Justin spojrzał na Camerona i splótł razem ręce. Pozostała czwórka chyba po raz pierwszy usłyszy czym jest praca Justina, bo także się tym zainteresowali.

- Biznes – ponownie oblizał swoje usta. Cameron mruknął niezręczne ''oh'', a potem wrócił do rozmowy z Marcusem.

- Masz ładną torebkę – uśmiechnęłam się do Alissy, a ta rozpromieniona pokazała mi ją. - Michael Kors – mruknęłam patrząc na nią. Była biała ze złotym napisem. Nic specjalnego, ale chciałam zacząć jakoś rozmowę, ponieważ z Rachel się nie da.

- Mam jeszcze kilka od Chanel, ale zdecydowanie wolę Korsa.

- Ja kocham szpilki od Louboutina, ale rzadko w nich chodzę – przyznałam.

- Miałaś je ostatnio założone w pracy – uśmiechnęła się, a ja skinęłam. - Dobrze w nich wyglądasz. Może wybierzemy się jutro na zakupy? - zapytała z nadzieją. Wydaje mi się, że nigdy nie miała kogo o to spytać, bo mimo że pracuje z Rachel to jeszcze w ogóle nie widziałam aby z nią rozmawiała.

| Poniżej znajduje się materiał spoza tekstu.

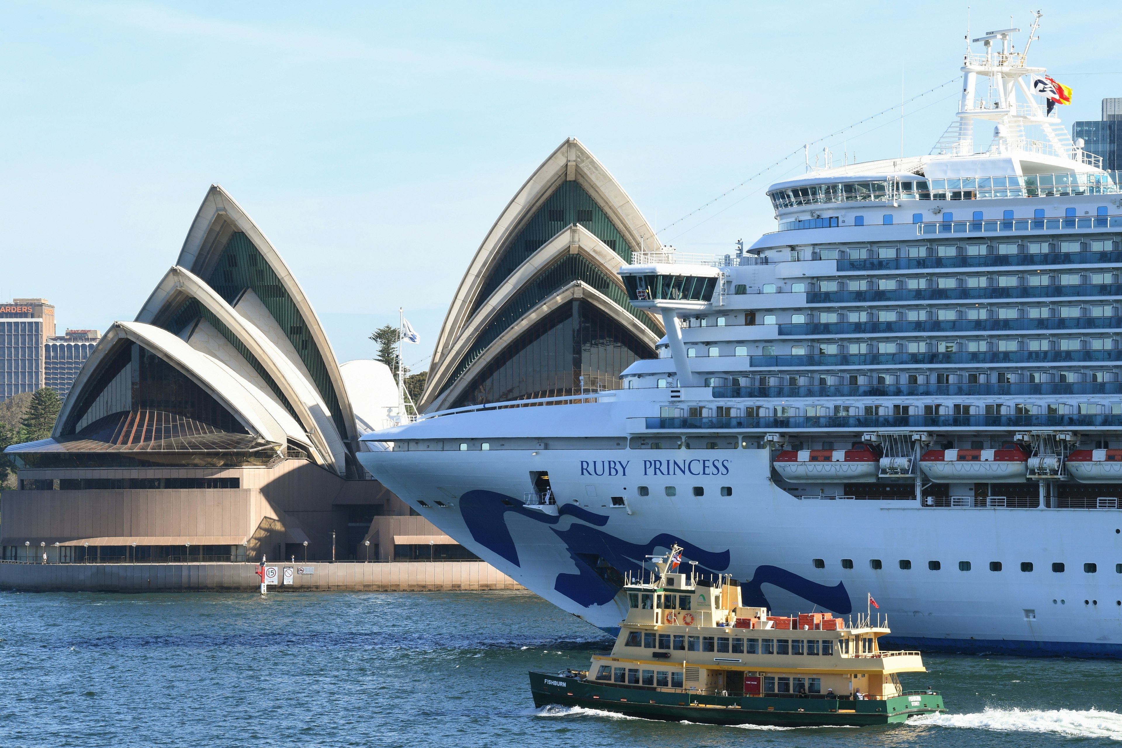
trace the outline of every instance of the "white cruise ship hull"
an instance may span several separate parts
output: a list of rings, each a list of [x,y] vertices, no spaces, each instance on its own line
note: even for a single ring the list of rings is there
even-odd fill
[[[622,430],[622,405],[534,408],[534,427],[540,434],[579,433],[615,422]],[[427,438],[431,451],[362,452],[360,459],[471,552],[605,630],[625,615],[606,569],[641,573],[647,554],[678,543],[699,572],[739,580],[745,604],[844,616],[864,612],[872,594],[902,643],[1122,655],[1116,511],[800,499],[772,481],[766,450],[550,449],[549,437],[536,450],[479,451],[478,438],[465,442],[470,450],[457,449],[453,433],[504,433],[517,413],[463,414],[389,430],[379,437]],[[431,446],[436,437],[443,437],[439,451]],[[626,446],[626,438],[619,441]],[[557,515],[524,505],[531,471],[548,471]],[[649,495],[641,497],[643,484]],[[666,496],[668,484],[677,496]],[[693,496],[695,486],[702,496]],[[721,487],[732,488],[732,496],[721,496]],[[624,505],[614,506],[613,497]],[[824,567],[816,567],[816,558]],[[852,569],[843,567],[844,558]],[[991,562],[1000,562],[1001,571],[991,571]],[[1096,563],[1096,573],[1084,572],[1088,562]],[[1021,563],[1031,563],[1032,571],[1020,571]],[[1065,571],[1051,571],[1054,563]]]

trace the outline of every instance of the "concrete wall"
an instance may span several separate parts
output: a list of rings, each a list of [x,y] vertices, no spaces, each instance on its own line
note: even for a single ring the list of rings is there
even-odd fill
[[[269,564],[273,565],[273,564]],[[402,563],[297,563],[280,569],[312,567],[293,573],[293,584],[269,592],[521,590],[517,582],[481,561],[414,561]],[[277,572],[283,581],[284,573]],[[257,564],[20,564],[0,563],[0,590],[28,592],[252,592],[260,589]]]

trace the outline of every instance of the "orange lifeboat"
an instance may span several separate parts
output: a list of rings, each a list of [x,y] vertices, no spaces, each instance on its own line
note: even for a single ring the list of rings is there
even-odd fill
[[[1080,483],[1122,482],[1122,450],[1076,450],[1067,455],[1067,473]]]
[[[872,483],[880,456],[867,444],[849,450],[787,450],[775,456],[775,471],[792,483]]]
[[[928,450],[920,470],[936,483],[1020,483],[1028,474],[1029,455],[1010,442],[1000,450]]]

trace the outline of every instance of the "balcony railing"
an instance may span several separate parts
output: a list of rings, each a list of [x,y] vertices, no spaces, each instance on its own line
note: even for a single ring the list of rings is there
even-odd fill
[[[1122,382],[993,382],[972,385],[780,385],[714,387],[714,399],[793,399],[826,397],[1047,397],[1122,395]]]
[[[884,428],[1119,428],[1122,415],[762,416],[646,418],[649,431],[863,431]]]
[[[744,358],[744,357],[739,357]],[[1002,363],[1116,363],[1122,350],[1109,351],[966,351],[962,353],[815,353],[751,355],[753,369],[807,367],[899,367]]]
[[[1048,330],[1118,330],[1122,316],[1042,317],[1023,320],[914,320],[896,322],[807,322],[779,325],[780,336],[1017,332]]]
[[[870,304],[874,302],[951,302],[995,298],[1070,298],[1120,296],[1122,284],[1049,286],[988,286],[983,288],[896,288],[893,290],[807,292],[808,304]]]

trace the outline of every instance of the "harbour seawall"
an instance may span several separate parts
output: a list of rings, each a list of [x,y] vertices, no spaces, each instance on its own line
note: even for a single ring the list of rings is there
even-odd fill
[[[426,592],[521,590],[482,561],[381,563],[298,562],[277,566],[276,587],[294,590]],[[292,570],[285,584],[284,569]],[[0,590],[26,592],[249,592],[260,589],[254,563],[25,564],[0,563]]]

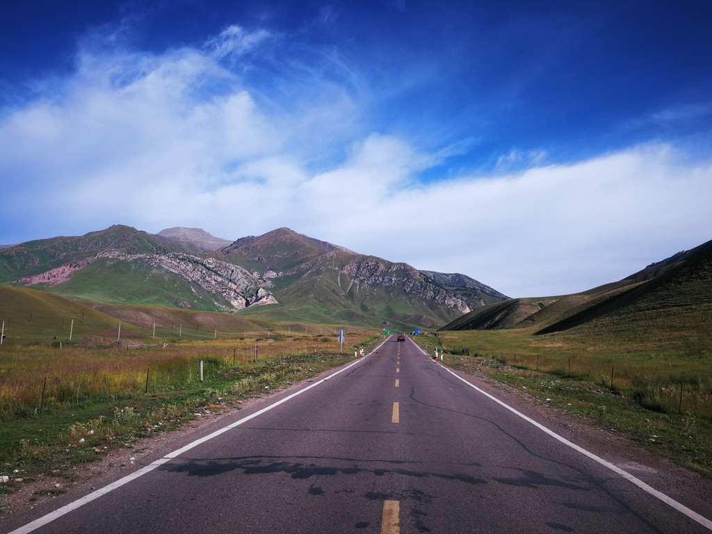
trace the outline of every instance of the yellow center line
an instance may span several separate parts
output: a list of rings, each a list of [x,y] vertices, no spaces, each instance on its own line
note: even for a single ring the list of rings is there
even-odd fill
[[[399,516],[400,503],[398,501],[384,501],[381,519],[381,534],[399,534]]]

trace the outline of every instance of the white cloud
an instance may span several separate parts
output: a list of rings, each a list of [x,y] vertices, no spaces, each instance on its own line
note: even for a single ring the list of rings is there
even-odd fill
[[[208,39],[205,46],[217,58],[236,58],[243,56],[272,36],[272,33],[263,28],[248,31],[231,24],[218,36]]]
[[[238,29],[212,44],[218,56],[267,38]],[[0,243],[115,223],[227,239],[287,226],[534,296],[623,278],[711,237],[712,164],[673,147],[565,166],[513,150],[491,176],[423,183],[464,149],[425,153],[369,129],[337,85],[309,90],[286,108],[210,53],[84,53],[75,76],[0,122]]]

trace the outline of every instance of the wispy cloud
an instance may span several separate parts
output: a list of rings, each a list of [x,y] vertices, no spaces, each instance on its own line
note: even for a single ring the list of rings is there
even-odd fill
[[[272,36],[271,32],[263,28],[250,31],[231,24],[219,35],[208,39],[205,46],[217,58],[239,58]]]
[[[0,122],[0,243],[116,223],[227,239],[287,226],[529,296],[623,278],[711,237],[712,163],[679,147],[566,165],[515,148],[490,173],[451,172],[481,138],[384,131],[363,72],[328,49],[309,51],[325,67],[293,57],[266,88],[236,64],[268,43],[280,43],[268,29],[230,26],[163,53],[83,46],[73,73]]]

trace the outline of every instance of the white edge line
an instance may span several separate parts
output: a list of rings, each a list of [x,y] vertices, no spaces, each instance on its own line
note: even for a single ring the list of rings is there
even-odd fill
[[[152,462],[151,464],[149,464],[145,467],[142,467],[142,468],[139,469],[138,471],[135,471],[135,472],[132,473],[130,475],[127,475],[126,476],[125,476],[125,477],[123,477],[122,478],[120,478],[119,480],[116,481],[115,482],[112,482],[110,484],[108,484],[108,486],[105,486],[103,488],[100,488],[99,489],[96,490],[95,491],[93,491],[92,493],[89,493],[88,495],[85,495],[83,497],[81,497],[80,498],[78,498],[76,501],[74,501],[70,503],[69,504],[66,504],[64,506],[62,506],[61,508],[57,508],[53,512],[50,512],[46,515],[43,515],[42,517],[39,518],[38,519],[36,519],[34,521],[32,521],[31,523],[28,523],[26,525],[23,525],[23,526],[20,527],[19,528],[16,528],[14,530],[12,530],[11,532],[8,533],[8,534],[27,534],[27,533],[32,532],[33,530],[35,530],[39,528],[40,527],[44,526],[45,525],[48,524],[48,523],[51,523],[51,522],[53,521],[55,519],[58,519],[58,518],[62,517],[63,515],[66,515],[67,513],[69,513],[70,512],[71,512],[71,511],[73,511],[74,510],[76,510],[77,508],[80,508],[80,506],[83,506],[85,504],[90,503],[92,501],[94,501],[95,499],[97,499],[99,497],[101,497],[103,495],[106,495],[110,491],[114,491],[115,489],[116,489],[117,488],[120,488],[124,484],[126,484],[126,483],[130,482],[131,481],[132,481],[132,480],[134,480],[135,478],[139,478],[140,476],[142,476],[143,475],[145,475],[147,473],[150,473],[152,471],[153,471],[154,469],[155,469],[157,467],[159,467],[159,466],[163,465],[166,462],[169,461],[169,460],[173,459],[174,458],[176,458],[176,457],[180,456],[183,453],[184,453],[184,452],[186,452],[187,451],[189,451],[191,449],[193,449],[194,447],[196,447],[198,445],[200,445],[201,444],[205,443],[206,441],[208,441],[212,439],[213,438],[219,436],[220,434],[223,434],[224,432],[226,432],[228,430],[231,430],[231,429],[234,429],[236,426],[239,426],[243,423],[246,423],[248,421],[250,421],[251,419],[253,419],[255,417],[258,417],[259,415],[261,415],[262,414],[265,413],[266,412],[268,412],[269,410],[272,409],[273,408],[276,408],[280,404],[284,404],[287,401],[290,400],[291,399],[293,399],[297,395],[300,395],[302,393],[304,393],[305,392],[308,391],[309,389],[311,389],[313,387],[315,387],[316,386],[318,386],[322,382],[325,382],[326,380],[328,380],[332,377],[335,377],[337,375],[338,375],[339,373],[343,372],[347,369],[350,369],[350,368],[352,367],[354,365],[357,365],[357,363],[359,363],[360,362],[362,362],[365,358],[368,357],[372,354],[373,354],[375,352],[376,352],[376,350],[377,350],[379,348],[380,348],[381,345],[383,345],[383,343],[384,343],[384,342],[385,342],[385,340],[382,341],[380,343],[380,345],[379,345],[377,347],[376,347],[376,348],[375,348],[373,350],[372,350],[370,352],[369,352],[365,357],[363,357],[362,358],[359,358],[358,360],[355,360],[355,362],[352,362],[352,363],[350,363],[346,367],[340,369],[338,371],[336,371],[335,372],[332,373],[329,376],[328,376],[328,377],[326,377],[325,378],[323,378],[322,379],[319,380],[318,382],[315,382],[313,384],[312,384],[311,385],[307,386],[304,389],[300,389],[299,391],[295,392],[295,393],[293,393],[292,394],[288,395],[288,397],[284,397],[281,400],[277,401],[273,404],[270,404],[269,406],[268,406],[268,407],[266,407],[265,408],[263,408],[262,409],[259,410],[258,412],[256,412],[255,413],[251,414],[251,415],[248,415],[246,417],[243,417],[239,421],[236,421],[236,422],[231,423],[231,424],[229,424],[226,426],[224,426],[221,429],[216,430],[214,432],[212,432],[211,434],[209,434],[207,436],[204,436],[203,437],[200,438],[199,439],[196,439],[194,441],[192,441],[192,442],[188,444],[187,445],[181,447],[180,449],[176,449],[173,452],[168,453],[167,454],[166,454],[162,458],[159,458],[159,459],[156,460],[155,461],[154,461],[154,462]]]
[[[687,517],[690,518],[690,519],[692,519],[692,520],[696,521],[697,523],[698,523],[702,526],[706,527],[706,528],[712,530],[712,521],[711,521],[709,519],[707,519],[704,516],[701,515],[700,514],[698,514],[697,512],[694,511],[693,510],[691,510],[690,508],[687,508],[687,506],[686,506],[685,505],[682,504],[681,503],[679,503],[678,501],[675,501],[675,499],[672,498],[671,497],[669,497],[668,496],[665,495],[665,493],[661,493],[660,491],[658,491],[658,490],[655,489],[654,488],[652,488],[651,486],[648,486],[646,483],[645,483],[644,482],[643,482],[643,481],[640,480],[640,478],[638,478],[637,477],[632,475],[628,471],[624,471],[624,470],[620,468],[617,466],[615,466],[613,464],[611,464],[609,461],[607,461],[607,460],[604,460],[600,456],[596,456],[592,452],[587,451],[585,449],[579,446],[576,444],[572,443],[568,439],[567,439],[566,438],[563,437],[562,436],[560,436],[559,434],[557,434],[554,431],[550,430],[549,429],[548,429],[546,426],[545,426],[544,425],[541,424],[540,423],[538,423],[536,421],[535,421],[534,419],[531,419],[530,417],[528,417],[527,416],[525,416],[524,414],[521,413],[520,412],[518,412],[516,409],[515,409],[512,407],[509,406],[508,404],[505,404],[504,402],[503,402],[502,401],[501,401],[499,399],[496,398],[496,397],[493,397],[493,396],[491,395],[487,392],[483,391],[483,389],[481,389],[479,387],[478,387],[477,386],[474,385],[473,384],[471,384],[471,383],[468,382],[464,378],[463,378],[460,375],[457,375],[456,372],[454,372],[450,368],[445,367],[441,363],[439,363],[438,365],[440,365],[440,367],[441,367],[443,369],[444,369],[446,371],[447,371],[448,372],[449,372],[453,376],[456,377],[459,379],[462,380],[462,382],[465,382],[465,384],[466,384],[467,385],[470,386],[471,387],[474,388],[476,390],[477,390],[478,392],[479,392],[480,393],[481,393],[483,395],[485,395],[486,397],[489,397],[490,399],[491,399],[492,400],[493,400],[495,402],[496,402],[498,404],[500,404],[501,406],[506,408],[507,409],[508,409],[512,413],[513,413],[513,414],[515,414],[516,415],[518,415],[520,417],[521,417],[525,421],[526,421],[526,422],[528,422],[529,423],[531,423],[535,426],[536,426],[538,429],[539,429],[540,430],[543,431],[544,432],[546,432],[548,434],[549,434],[550,436],[551,436],[555,439],[557,439],[559,441],[560,441],[561,443],[562,443],[565,445],[567,445],[567,446],[571,447],[575,451],[577,451],[581,453],[582,454],[583,454],[583,455],[585,455],[586,456],[588,456],[592,460],[594,460],[595,461],[597,461],[599,464],[600,464],[602,466],[604,466],[604,467],[607,467],[609,469],[610,469],[613,472],[618,473],[619,475],[620,475],[621,476],[622,476],[624,478],[626,478],[627,480],[629,481],[630,482],[632,482],[634,484],[635,484],[636,486],[637,486],[639,488],[640,488],[644,491],[647,492],[648,493],[649,493],[650,495],[653,496],[654,497],[656,497],[657,498],[660,499],[661,501],[662,501],[666,504],[669,505],[670,506],[672,506],[674,508],[675,508],[676,510],[677,510],[679,512],[680,512],[681,513],[684,513],[685,515],[687,515]]]

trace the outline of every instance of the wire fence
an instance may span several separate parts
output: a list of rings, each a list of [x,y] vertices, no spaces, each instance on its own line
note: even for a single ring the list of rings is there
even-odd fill
[[[445,349],[454,355],[496,360],[501,365],[531,370],[570,379],[632,399],[647,409],[689,414],[712,419],[712,373],[689,368],[684,362],[649,360],[634,363],[613,358],[545,355],[481,353],[469,347]]]

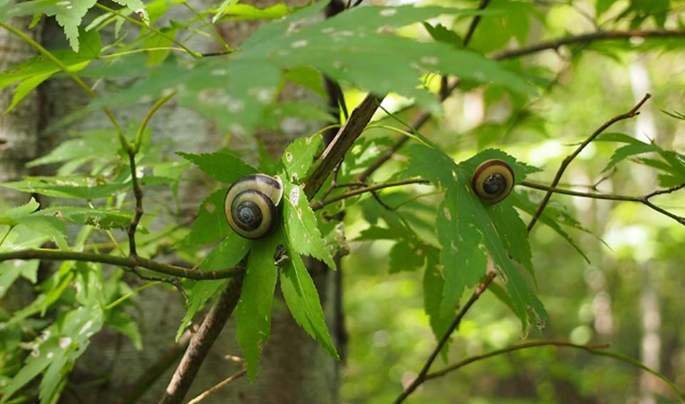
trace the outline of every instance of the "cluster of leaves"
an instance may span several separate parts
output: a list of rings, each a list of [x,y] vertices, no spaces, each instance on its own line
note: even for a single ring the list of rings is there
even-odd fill
[[[174,93],[181,105],[201,113],[215,120],[223,130],[234,133],[250,132],[260,125],[278,127],[279,120],[286,115],[308,119],[328,117],[326,111],[317,107],[283,103],[278,98],[288,81],[323,93],[322,73],[343,85],[375,93],[392,91],[411,97],[419,106],[432,113],[439,113],[440,104],[427,88],[417,86],[421,83],[417,78],[426,78],[433,72],[458,76],[466,88],[492,83],[485,93],[488,103],[499,102],[505,95],[525,100],[535,93],[531,81],[543,85],[549,81],[542,74],[516,73],[521,68],[515,63],[510,70],[480,53],[464,48],[456,32],[443,25],[425,24],[435,41],[419,41],[392,34],[400,27],[441,15],[459,19],[484,14],[494,18],[486,19],[483,23],[485,29],[474,37],[475,48],[491,51],[512,38],[523,43],[529,28],[529,17],[539,18],[539,15],[531,4],[520,1],[493,1],[487,11],[438,6],[372,6],[355,8],[321,21],[318,16],[325,2],[295,9],[283,4],[258,9],[227,0],[216,9],[202,11],[187,21],[171,21],[161,29],[153,28],[151,24],[166,13],[170,6],[168,1],[116,2],[124,8],[102,9],[95,0],[32,0],[11,4],[0,0],[0,22],[34,16],[36,23],[41,16],[54,16],[64,27],[71,48],[50,51],[51,58],[44,54],[31,58],[0,76],[0,89],[14,86],[14,98],[6,113],[39,85],[60,72],[62,68],[55,60],[66,66],[69,74],[79,76],[114,78],[125,75],[130,78],[133,76],[131,72],[140,75],[135,77],[133,85],[114,89],[93,100],[86,111],[148,103]],[[616,18],[630,16],[631,24],[639,25],[646,19],[645,10],[651,9],[641,6],[642,3],[633,0]],[[669,6],[667,0],[661,3]],[[613,4],[612,1],[598,1],[598,14]],[[104,12],[83,26],[86,13],[96,6]],[[172,54],[172,46],[182,46],[175,39],[177,34],[196,29],[193,24],[210,14],[213,14],[213,21],[280,19],[263,25],[241,44],[238,51],[227,49],[220,56],[202,57],[183,47],[173,51],[185,51],[193,58]],[[657,16],[656,19],[663,26],[661,17]],[[138,38],[126,43],[125,36],[118,36],[113,43],[102,43],[100,32],[103,29],[114,23],[118,36],[126,21],[141,27]],[[490,36],[491,31],[498,36]],[[503,128],[512,125],[513,122],[506,122],[479,127],[475,130],[480,131],[480,134],[492,135],[480,136],[478,145],[501,138],[505,132]],[[126,128],[124,135],[132,138],[138,126],[131,123]],[[190,229],[157,231],[154,237],[151,237],[155,241],[143,242],[138,246],[141,256],[152,256],[161,243],[159,239],[166,238],[174,245],[177,254],[192,261],[208,245],[212,246],[198,267],[200,271],[244,263],[245,271],[235,309],[236,333],[251,378],[255,375],[261,344],[269,337],[277,283],[298,323],[331,356],[338,358],[316,288],[303,257],[321,260],[335,268],[331,252],[341,247],[342,242],[338,237],[338,227],[330,217],[336,211],[355,204],[362,207],[370,225],[357,240],[395,240],[390,254],[390,271],[424,271],[425,310],[438,338],[452,321],[465,291],[482,279],[489,265],[502,281],[492,285],[491,290],[520,318],[524,332],[531,324],[541,328],[547,321],[547,313],[529,284],[529,279],[534,279],[530,247],[525,226],[514,209],[532,214],[537,204],[526,193],[519,192],[502,203],[484,206],[469,185],[474,169],[488,159],[497,158],[509,164],[517,183],[536,171],[500,150],[487,149],[457,164],[440,147],[427,141],[420,142],[421,144],[402,152],[406,162],[394,178],[425,178],[440,192],[444,192],[441,201],[433,206],[403,202],[409,209],[403,209],[400,214],[377,203],[375,198],[362,195],[327,207],[317,215],[310,207],[310,201],[301,185],[315,156],[320,152],[318,136],[296,140],[285,150],[279,162],[265,161],[258,168],[224,152],[181,152],[178,154],[185,161],[165,161],[161,147],[151,144],[149,138],[150,133],[146,133],[143,147],[136,155],[137,164],[142,169],[138,175],[142,175],[145,187],[166,187],[164,191],[176,198],[178,184],[185,178],[183,173],[190,163],[226,185],[256,172],[278,175],[283,180],[282,220],[275,231],[263,239],[248,241],[230,231],[223,217],[226,188],[221,187],[203,202]],[[605,170],[628,157],[656,152],[660,158],[640,158],[639,161],[663,172],[660,184],[669,187],[685,182],[685,161],[681,155],[622,135],[607,135],[600,140],[626,144],[616,151]],[[377,157],[379,148],[390,144],[389,138],[380,137],[360,141],[340,167],[340,182],[354,182],[355,176]],[[5,210],[0,215],[0,230],[4,232],[1,233],[0,253],[41,247],[48,240],[62,250],[98,249],[96,244],[89,244],[93,234],[97,234],[110,237],[111,251],[107,254],[126,256],[128,246],[118,242],[114,235],[123,234],[117,232],[127,229],[133,217],[130,197],[131,172],[126,157],[114,130],[81,133],[29,163],[31,166],[60,163],[56,175],[31,177],[1,184],[6,188],[75,202],[39,209],[39,204],[31,200],[23,206]],[[324,187],[330,186],[331,181],[330,179]],[[393,197],[406,200],[413,196],[395,192],[383,198],[387,201]],[[160,206],[151,212],[146,210],[143,226],[138,227],[138,232],[144,234],[145,221],[152,222],[156,215],[179,216],[178,200],[176,202],[176,207]],[[562,226],[582,227],[565,211],[548,207],[540,220],[580,251]],[[77,235],[71,242],[66,224],[78,227]],[[0,296],[20,276],[36,284],[37,269],[36,260],[0,263]],[[3,378],[0,380],[4,382],[3,402],[39,374],[43,375],[39,392],[41,402],[55,402],[66,385],[66,375],[85,351],[90,336],[103,327],[125,333],[140,348],[136,319],[123,310],[132,304],[128,298],[134,293],[123,281],[125,274],[118,269],[105,270],[101,264],[65,261],[47,280],[38,283],[38,297],[32,304],[13,313],[0,313],[4,323],[0,329],[2,348],[9,353],[4,361],[12,365],[4,367],[11,370],[0,375]],[[184,284],[189,299],[177,339],[228,281]],[[124,303],[120,304],[120,301]],[[31,333],[26,333],[22,327],[29,318],[35,319],[31,333],[40,336],[29,339]]]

- Pewnie – uśmiechnęłam się, a potem Alissa podała mi swój numer.

Dwie godziny później już się nudziłam. Każdy z kimś rozmawiał, śmiał się, a ja jak taki duch nie umiałam z nikim nawiązać rozmowy. Alissa musiała iść już do domu, ponieważ jej były chłopak przywiózł ich dwuletnią córkę. Nawet Justin dobrze się bawił, bo prowadził rozmowę z Rachel, a ja wciąż się zastanawiałam gdzie do cholery jest Jason. Nie to, że się martwiłam, ale Bieber odebrał już sześć telefonów i za każdym razem nie wyglądał na zadowolonego.

Biznes. Czym on się zajmuje? Ma jakąś firmę? Spytam na pewno Jasona o to, jeśli będzie mógł mi to w ogóle powiedzieć, bo Justin wyglądał tak jakby jego praca była jakąś ogromną tajemnicą. Wstałam z miejsca i wyszłam na ogród z którego był widok na dom Susanne, czyli pani Harris. Lekki dreszcz wstrząsnął moim ciałem, bo mimo że za dnia było ciepło to wieczorem robiło się zimno. Spojrzałam w niebo, na którym nie było ani jednej gwiazdy i westchnęłam. Usiadłam na schodku i skrzyżowałam ramiona.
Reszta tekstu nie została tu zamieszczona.